I can't give you exact quantities or time because it depends on the air humidity, the quality of the water, how strong your kneading arm is, how hot your stove is...you are just gonna have to play around, it won't work the first time (if it does you are a genius!) but don't give up.
Atta flour (alright, brown flour if you must, but use hard flour, not cake flour)
In a wide shallow mixing bowl put one khobo of flour per chapati. I usually make between two and four chapati per person, depending on age, dosha, appetite etc. Add a little pinch of salt if you like, but usually this is only needed if the chapati will not be eaten with salty food. Rub a little ghee through with your fingers to make crumbs. This will make a more tender, flaky chapati, and it will keep a little longer (maybe a couple of hours instead of a couple of minutes!) More ghee will make a chapati into a paratha.
Make a well in the flour and add water, a little at a time, and get your hands stuck in. You need to make quite a wet dough. Give it as much water as it will take without getting sticky. Then turn out the dough onto a clean (not floured) surface and knead it briefly.
Then put the dough back into the mixing bowl and cover with a tea towel and leave aside for 15 mins, or an hour if need be. This is when you will know if you put enough water in, if you haven't the dough will dry out and have cracks on the outside. If this happens throw away the outside bit.

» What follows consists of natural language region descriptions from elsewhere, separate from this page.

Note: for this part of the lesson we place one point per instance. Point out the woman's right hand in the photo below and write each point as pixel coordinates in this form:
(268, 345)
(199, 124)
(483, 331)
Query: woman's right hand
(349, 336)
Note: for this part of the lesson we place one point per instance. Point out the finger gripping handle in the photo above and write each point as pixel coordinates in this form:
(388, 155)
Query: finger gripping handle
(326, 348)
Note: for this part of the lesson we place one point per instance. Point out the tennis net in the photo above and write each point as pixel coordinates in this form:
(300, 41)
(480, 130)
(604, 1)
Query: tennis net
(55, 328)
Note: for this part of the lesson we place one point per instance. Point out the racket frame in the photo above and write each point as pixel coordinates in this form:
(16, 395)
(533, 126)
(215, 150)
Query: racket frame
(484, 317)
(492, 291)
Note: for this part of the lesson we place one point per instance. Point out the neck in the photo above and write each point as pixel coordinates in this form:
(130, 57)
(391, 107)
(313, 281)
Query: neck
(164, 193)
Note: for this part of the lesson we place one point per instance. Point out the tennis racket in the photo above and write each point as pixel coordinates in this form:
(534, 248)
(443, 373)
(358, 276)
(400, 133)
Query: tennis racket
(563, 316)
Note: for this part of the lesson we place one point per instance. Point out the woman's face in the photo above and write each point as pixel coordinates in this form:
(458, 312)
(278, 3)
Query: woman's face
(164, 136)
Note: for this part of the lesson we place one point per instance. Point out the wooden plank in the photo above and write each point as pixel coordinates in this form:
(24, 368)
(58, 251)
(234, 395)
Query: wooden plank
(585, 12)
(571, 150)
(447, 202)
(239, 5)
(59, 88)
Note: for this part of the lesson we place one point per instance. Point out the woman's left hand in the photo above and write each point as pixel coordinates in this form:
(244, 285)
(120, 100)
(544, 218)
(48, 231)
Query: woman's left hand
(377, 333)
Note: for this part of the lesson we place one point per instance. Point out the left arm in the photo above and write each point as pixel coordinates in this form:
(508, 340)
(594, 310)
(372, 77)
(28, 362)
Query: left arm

Now knead it good and proper. You will know when it is kneaded enough because it will stop being tough and the dough will become more stretchy and elastic. To test this pull a handful off and see if the dough stretches or breaks and cracks.
Heat a heavy based fry pan to a medium heat. Put a handful of flour in the bowl next to your dough. Take a small amount of the dough, one muthi is plenty, and roll it into a ball. Dip it in flour and shake off the excess. The idea is to use just enough flour that it doesn't stick, but not enough to dry out the dough.
With a rolling pin roll it out into a circle. Keep turning the circle between rolls, when it begins to stick dip it into the flour again, and keep on rolling. Make sure it is not thicker in some parts then others. It should be quite thin, like pitta bread, and about 9 inches in diameter.
Wow, I think this is my longest post ever-but such an important one! Soldier on...
Put the rolled chapati on hot pan. (When you are good you can roll out the next chapati whilst the first one is cooking-requires good concentration!) Turn it over as soon as it is sealed or a little bubble appears, cook it just enough to hold together at this stage. When the second side is barely sealed take the pan off the heat and put the chapati directly on the open flame, turning it often, with a little luck it will blow up like a balloon. The steam inside the chapati will cook it through. Wrap them in a teatowel, and serve as soon as possible.
Congratulations, this is your first chapati! Serve it hot with a little ghee.